I am wiring a new boat n need basic details/ drawings to complete my project. Components are 6 switch panel from builder, 3 switches used, running lights, flounder bow light, bilge pump. 3 switches unused. I would like to add GPS to the panel n can see positive lugs but not for negative connection on panel.
Also wondering about adding positive and negative bars to gather all connections. Clueless with electrical.


----------



## jmrodandgun (Sep 20, 2013)

Do you have a picture? Two way or three way toggles? 

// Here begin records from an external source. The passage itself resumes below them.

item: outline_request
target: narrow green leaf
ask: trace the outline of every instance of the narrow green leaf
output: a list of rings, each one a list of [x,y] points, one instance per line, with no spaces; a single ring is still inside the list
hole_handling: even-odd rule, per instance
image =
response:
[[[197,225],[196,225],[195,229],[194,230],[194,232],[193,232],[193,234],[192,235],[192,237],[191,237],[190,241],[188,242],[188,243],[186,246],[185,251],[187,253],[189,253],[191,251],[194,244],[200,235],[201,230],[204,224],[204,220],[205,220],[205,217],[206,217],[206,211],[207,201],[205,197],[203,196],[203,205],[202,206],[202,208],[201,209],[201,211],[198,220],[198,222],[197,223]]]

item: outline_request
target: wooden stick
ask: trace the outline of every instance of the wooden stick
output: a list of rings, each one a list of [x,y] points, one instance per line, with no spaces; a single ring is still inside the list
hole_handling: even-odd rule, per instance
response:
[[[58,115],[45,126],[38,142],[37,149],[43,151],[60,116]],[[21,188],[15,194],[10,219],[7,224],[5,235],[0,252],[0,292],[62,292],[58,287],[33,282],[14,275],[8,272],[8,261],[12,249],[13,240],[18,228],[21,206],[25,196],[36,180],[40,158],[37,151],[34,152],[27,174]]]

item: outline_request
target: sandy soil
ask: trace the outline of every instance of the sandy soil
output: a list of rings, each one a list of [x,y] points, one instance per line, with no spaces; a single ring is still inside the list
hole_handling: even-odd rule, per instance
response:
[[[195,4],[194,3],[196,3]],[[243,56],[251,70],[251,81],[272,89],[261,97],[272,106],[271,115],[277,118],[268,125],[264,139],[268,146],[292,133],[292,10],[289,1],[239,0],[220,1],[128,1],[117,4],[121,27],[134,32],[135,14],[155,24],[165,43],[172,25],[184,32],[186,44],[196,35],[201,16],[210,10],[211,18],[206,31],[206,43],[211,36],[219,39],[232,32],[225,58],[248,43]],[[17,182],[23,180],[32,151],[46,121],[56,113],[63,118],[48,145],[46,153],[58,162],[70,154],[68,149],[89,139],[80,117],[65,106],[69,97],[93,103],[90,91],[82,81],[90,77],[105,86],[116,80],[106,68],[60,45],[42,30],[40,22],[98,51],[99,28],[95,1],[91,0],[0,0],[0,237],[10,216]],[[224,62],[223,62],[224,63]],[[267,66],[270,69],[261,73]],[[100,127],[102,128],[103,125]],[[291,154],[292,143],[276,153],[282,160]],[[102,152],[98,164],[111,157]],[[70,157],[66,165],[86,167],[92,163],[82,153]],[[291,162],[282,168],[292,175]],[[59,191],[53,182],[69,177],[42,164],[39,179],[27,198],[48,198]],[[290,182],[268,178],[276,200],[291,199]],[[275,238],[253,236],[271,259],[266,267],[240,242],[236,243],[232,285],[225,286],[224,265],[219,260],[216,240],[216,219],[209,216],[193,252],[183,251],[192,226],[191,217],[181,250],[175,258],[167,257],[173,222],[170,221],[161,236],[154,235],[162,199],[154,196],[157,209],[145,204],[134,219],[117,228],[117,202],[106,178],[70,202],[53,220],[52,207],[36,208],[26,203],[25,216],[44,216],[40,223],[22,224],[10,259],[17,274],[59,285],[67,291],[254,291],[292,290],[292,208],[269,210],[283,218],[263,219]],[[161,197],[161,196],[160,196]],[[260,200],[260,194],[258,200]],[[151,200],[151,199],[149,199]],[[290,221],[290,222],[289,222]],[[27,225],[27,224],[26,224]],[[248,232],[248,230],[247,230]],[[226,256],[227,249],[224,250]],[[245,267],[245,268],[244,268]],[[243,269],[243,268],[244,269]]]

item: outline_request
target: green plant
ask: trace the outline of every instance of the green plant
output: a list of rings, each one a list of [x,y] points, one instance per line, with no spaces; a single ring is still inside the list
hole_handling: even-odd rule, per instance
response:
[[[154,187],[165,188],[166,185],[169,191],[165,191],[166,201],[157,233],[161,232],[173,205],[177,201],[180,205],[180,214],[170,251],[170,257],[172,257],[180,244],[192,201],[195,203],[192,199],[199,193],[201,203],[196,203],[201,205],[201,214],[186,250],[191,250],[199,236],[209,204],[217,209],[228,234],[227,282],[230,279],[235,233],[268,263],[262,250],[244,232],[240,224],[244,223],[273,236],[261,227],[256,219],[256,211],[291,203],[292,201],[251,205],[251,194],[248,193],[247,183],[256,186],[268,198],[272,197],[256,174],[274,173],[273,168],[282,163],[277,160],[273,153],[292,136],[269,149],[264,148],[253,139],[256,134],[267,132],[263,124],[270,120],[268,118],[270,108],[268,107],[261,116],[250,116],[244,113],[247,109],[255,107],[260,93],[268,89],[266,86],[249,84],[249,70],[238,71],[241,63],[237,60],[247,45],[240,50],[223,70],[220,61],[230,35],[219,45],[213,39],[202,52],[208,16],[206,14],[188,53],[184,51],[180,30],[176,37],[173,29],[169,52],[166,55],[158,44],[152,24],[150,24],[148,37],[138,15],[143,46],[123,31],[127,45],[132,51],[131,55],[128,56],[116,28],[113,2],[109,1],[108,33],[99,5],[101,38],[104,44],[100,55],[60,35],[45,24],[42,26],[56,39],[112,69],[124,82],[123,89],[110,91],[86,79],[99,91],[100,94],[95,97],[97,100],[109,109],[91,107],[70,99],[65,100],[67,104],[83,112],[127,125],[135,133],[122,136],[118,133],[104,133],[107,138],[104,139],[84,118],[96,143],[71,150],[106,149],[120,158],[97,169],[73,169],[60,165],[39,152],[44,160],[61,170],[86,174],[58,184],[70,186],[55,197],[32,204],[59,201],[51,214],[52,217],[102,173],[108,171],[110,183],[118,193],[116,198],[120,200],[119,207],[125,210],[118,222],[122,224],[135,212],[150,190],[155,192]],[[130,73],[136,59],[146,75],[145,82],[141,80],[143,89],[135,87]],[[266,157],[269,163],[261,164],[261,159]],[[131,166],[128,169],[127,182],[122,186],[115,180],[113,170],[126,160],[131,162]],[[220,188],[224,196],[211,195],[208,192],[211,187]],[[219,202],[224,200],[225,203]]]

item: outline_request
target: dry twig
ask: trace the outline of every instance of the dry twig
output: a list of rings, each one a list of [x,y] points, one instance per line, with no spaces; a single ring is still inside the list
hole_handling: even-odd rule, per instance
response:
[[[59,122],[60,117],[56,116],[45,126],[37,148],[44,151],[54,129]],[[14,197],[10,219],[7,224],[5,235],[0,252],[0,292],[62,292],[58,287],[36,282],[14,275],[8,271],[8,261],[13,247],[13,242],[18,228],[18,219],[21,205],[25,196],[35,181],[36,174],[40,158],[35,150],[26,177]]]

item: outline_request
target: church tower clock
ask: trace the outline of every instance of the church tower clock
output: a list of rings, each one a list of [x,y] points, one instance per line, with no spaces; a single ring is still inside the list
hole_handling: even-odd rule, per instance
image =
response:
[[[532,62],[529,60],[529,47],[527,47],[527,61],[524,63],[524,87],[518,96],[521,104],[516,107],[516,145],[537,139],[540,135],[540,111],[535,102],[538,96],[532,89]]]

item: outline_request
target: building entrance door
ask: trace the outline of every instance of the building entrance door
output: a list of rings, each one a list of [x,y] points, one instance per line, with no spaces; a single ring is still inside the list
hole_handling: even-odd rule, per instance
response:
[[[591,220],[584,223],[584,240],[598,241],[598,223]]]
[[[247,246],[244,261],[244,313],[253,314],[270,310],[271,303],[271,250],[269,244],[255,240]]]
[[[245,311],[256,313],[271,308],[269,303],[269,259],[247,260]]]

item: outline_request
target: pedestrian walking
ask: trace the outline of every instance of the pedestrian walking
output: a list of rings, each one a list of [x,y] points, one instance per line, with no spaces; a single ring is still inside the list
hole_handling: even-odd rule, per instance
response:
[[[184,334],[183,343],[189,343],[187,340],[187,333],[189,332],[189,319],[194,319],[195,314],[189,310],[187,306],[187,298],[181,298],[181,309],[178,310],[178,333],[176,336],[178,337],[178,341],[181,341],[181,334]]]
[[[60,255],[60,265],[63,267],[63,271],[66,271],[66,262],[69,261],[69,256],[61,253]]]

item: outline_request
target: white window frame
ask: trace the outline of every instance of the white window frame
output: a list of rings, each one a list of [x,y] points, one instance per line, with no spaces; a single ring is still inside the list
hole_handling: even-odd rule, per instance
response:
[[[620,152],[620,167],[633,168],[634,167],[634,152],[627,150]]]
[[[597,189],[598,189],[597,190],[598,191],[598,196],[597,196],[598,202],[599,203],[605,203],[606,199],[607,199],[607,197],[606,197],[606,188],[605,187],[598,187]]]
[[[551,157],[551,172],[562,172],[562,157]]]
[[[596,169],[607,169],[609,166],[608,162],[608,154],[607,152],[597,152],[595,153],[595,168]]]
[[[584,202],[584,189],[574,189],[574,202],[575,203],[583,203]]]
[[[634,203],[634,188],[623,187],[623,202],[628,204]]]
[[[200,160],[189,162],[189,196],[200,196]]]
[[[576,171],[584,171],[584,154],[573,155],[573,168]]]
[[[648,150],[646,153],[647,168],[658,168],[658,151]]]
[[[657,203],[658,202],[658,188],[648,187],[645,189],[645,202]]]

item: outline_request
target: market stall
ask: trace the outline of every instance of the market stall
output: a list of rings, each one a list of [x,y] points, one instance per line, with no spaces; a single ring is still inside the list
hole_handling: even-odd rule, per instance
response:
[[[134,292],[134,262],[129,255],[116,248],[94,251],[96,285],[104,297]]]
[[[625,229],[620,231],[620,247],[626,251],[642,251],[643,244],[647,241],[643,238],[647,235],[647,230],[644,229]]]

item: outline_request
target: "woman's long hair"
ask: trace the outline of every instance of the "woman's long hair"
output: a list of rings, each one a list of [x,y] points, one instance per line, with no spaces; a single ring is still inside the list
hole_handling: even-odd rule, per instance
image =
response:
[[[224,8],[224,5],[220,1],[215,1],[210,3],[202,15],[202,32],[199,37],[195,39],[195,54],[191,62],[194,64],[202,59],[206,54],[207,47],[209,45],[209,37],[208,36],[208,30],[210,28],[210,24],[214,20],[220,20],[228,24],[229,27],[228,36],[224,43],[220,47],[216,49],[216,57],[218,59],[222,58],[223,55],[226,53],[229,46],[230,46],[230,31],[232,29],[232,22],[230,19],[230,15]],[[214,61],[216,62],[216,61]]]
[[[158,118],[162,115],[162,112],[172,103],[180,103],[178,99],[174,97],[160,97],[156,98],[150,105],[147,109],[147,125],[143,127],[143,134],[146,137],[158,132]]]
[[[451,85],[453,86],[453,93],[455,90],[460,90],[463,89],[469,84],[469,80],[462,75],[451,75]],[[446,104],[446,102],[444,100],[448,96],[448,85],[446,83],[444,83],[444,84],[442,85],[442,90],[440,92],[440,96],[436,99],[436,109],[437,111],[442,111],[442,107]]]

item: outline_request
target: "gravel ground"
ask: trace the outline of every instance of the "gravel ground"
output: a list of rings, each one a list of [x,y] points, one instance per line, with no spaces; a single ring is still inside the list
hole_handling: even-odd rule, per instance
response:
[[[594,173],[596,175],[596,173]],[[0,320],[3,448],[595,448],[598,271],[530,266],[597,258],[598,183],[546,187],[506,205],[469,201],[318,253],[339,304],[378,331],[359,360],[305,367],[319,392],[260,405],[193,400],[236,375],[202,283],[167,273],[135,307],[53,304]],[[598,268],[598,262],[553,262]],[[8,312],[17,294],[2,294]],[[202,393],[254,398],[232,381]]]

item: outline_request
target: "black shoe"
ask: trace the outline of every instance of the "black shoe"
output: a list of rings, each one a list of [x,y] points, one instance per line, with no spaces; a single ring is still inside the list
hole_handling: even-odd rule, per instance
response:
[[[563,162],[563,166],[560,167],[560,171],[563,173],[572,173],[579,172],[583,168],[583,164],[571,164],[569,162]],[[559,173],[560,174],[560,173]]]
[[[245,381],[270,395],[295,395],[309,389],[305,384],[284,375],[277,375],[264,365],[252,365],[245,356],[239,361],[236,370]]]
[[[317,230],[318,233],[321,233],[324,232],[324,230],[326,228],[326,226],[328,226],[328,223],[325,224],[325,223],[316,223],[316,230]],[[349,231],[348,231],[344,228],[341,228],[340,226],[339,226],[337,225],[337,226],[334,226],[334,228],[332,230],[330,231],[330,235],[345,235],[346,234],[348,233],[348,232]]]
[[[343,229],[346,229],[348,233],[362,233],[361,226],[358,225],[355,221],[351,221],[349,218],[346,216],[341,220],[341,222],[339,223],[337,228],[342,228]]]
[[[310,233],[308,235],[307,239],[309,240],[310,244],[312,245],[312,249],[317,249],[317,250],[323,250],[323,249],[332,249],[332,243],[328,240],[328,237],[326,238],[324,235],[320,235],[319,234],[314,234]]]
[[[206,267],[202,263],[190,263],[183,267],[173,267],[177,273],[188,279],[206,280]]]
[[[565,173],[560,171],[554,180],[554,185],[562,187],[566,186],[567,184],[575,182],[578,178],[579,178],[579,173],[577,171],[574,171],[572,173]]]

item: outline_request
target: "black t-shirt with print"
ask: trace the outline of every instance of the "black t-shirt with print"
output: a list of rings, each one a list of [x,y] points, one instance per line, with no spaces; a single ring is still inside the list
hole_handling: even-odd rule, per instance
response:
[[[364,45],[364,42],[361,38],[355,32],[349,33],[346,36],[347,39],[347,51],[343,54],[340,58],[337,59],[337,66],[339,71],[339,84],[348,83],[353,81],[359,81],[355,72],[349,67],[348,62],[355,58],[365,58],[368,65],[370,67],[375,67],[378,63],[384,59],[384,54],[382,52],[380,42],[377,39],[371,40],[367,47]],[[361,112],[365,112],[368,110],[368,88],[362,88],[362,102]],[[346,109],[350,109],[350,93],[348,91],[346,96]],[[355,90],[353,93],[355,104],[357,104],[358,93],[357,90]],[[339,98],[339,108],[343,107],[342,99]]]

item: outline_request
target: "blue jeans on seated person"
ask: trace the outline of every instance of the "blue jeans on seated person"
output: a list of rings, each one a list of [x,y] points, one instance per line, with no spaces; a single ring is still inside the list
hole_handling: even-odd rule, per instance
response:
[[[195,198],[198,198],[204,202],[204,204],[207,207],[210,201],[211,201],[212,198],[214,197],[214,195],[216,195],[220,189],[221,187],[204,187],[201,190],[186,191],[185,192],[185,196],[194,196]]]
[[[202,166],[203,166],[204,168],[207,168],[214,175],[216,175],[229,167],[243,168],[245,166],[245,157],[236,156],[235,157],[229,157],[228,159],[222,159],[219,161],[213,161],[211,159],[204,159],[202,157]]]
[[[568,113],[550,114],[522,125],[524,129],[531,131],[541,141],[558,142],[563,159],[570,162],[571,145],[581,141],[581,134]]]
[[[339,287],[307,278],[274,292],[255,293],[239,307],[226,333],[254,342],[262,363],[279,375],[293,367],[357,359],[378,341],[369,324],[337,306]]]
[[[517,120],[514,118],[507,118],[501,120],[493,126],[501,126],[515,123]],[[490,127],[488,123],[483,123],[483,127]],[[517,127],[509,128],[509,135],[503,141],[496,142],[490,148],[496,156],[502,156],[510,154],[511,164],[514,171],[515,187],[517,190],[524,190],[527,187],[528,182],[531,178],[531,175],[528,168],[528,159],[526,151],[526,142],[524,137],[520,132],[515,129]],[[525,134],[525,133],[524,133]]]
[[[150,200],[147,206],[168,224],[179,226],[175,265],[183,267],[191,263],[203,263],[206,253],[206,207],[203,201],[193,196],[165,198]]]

The 12v power should be grounded to a bus with the power coming off of a fused panel. Wire your GPS 12v supply to an empty space on the fuse panel not a toggle switch and ground it to the bus bar.


----------



## Guest (Sep 27, 2018)

Remeber to match fuse to amps drawn and use proper wire gauge for the amps required. Get a quality dc marine fuse panel and a ground buss. I will typically run an 8 ga from battery fused at 30 amps to fuse panel depending on length of run. Then an 8ga from battery to ground buss. From fuse panel and buss wire and fuse as required.
If your flounder light doesn’t have a relay, get one and wire it up with it!


----------



## Onebadlarry (Oct 10, 2018)

The link below helped me get my toes wet in the boat electrical world.
https://newwiremarine.com/how-to/wiring-a-boat/

I then signed up for their free 13 page PDF which helped even more.

It won't make you a certified electrician, but it is a good start on learning the basics.


----------